With the growing popularity of electronic media, the carbon footprint involved in producing and distributing paper products, and the ability to provide infinite resources via the web, it could be argued that IAN Press should disseminate entirely via electronic means. While IAN Press provides downloadable, web accessible materials, IAN Press continues to produces written products for the following reasons:

  1. There is rigor and discipline required in producing science communication products that have limited 'real estate', that, is limited amounts of space to convey a message. A paper product maintains focus, while web links can lead to tangential issues. The priority setting required to establish the final layout and include various communication elements is important in conveying information. Fixed 'real estate' forces condensation, synthesis and integration. Every visual element is uniquely created for the purpose of conveying the specific information intended, rather than repurposed from other sources.
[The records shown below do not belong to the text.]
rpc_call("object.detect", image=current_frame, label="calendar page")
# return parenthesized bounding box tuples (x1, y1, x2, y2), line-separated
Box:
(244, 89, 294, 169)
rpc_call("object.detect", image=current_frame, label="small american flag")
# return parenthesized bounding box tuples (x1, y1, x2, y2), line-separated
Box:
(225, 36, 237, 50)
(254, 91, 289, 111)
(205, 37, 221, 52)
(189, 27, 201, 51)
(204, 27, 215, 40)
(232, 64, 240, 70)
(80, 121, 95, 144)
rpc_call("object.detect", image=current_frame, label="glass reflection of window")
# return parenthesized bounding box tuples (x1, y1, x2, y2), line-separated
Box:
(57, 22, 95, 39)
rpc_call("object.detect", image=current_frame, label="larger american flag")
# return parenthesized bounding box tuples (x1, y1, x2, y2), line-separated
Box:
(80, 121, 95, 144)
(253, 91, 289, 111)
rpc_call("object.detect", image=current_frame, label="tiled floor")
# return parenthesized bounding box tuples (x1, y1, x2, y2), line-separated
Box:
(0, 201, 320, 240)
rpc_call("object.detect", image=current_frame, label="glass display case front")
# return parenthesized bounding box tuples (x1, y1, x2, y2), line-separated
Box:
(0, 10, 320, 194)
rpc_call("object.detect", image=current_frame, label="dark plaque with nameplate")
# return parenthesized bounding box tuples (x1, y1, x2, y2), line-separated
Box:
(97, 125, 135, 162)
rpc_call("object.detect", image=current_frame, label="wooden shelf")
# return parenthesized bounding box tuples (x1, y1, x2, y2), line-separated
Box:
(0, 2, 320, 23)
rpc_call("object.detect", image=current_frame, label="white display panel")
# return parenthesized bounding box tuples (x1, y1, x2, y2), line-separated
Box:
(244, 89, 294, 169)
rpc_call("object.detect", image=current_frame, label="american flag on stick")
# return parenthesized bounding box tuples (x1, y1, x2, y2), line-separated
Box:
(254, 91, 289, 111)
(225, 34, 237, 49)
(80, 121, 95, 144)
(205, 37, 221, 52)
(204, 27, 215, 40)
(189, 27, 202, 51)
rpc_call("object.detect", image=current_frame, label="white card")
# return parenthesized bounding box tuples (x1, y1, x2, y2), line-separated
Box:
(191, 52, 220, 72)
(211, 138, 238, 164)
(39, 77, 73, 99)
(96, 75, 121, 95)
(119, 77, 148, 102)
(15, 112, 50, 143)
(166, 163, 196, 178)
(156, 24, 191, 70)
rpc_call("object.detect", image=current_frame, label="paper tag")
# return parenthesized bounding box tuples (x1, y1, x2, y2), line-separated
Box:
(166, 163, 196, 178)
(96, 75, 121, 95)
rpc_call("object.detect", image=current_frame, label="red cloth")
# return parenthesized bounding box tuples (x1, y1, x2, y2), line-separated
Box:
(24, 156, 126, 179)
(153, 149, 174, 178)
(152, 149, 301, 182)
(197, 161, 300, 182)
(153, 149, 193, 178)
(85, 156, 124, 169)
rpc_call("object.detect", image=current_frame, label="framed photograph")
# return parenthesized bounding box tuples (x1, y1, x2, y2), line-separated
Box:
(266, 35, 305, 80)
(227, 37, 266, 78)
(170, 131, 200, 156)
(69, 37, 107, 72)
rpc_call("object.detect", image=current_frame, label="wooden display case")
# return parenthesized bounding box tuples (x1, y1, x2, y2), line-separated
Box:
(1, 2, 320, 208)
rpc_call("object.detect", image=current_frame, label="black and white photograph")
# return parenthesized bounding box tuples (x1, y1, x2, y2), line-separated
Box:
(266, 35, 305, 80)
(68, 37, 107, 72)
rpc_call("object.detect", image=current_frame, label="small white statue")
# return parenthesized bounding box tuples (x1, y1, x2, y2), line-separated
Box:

  2. The written product invites non-linear reading, and a quick scan allows readers to delve into the visual elements most interesting to them. If a reader is most attracted to photographs, maps, conceptual diagrams, or figures, they can migrate to these elements and the figure legends should be self explanatory. Alternatively, if reading text is the preferred way of obtaining information, the text is designed to be self sufficient. The juxtaposition of text and various visual elements also conveys important information, something that can be lost via hyperlinks on the web. In addition, electronic books with the current technology do not support color graphics.
  3. Since various IAN Press products are intended to inform a broad community from policy makers to the general public, the weight of scientific support that can be marshaled can be a factor in empowering people to action. In order to make an impact, the difference between hundreds of web pages and hundreds of printed pages is one reason to provide print versions of IAN products. In addition, internet access is not equally applied globally or socially, and in some societies and sectors of society, a written product provides a more accessible source, particularly through libraries and schools.
  4. Printed materials provide a 'time stamp', a fixed point of time when the data are assembled and the conclusions are reached. Rather than constantly updating the data and conclusions, drawing the line in the sand as to what is known at a particular time point is what printed products do. The shelf life of science communication products should be somewhat limited due to the increased scientific understanding based on ongoing research, yet the record of what is known, and when it is known, provides an important archival body of information.
  5. "The product drives the collaborative process"; in that the science communication product forces an intensely collaborative process of obtaining and refining visual elements, drafting and editing text, and experimenting with layout and design. While this collaborative process can be conducted with the production of web materials, print deadlines are a good way to insure timely delivery. In addition, to obtain buy-in from many scientists whose training and experience are in producing printed papers and books, printed copies are often necessary.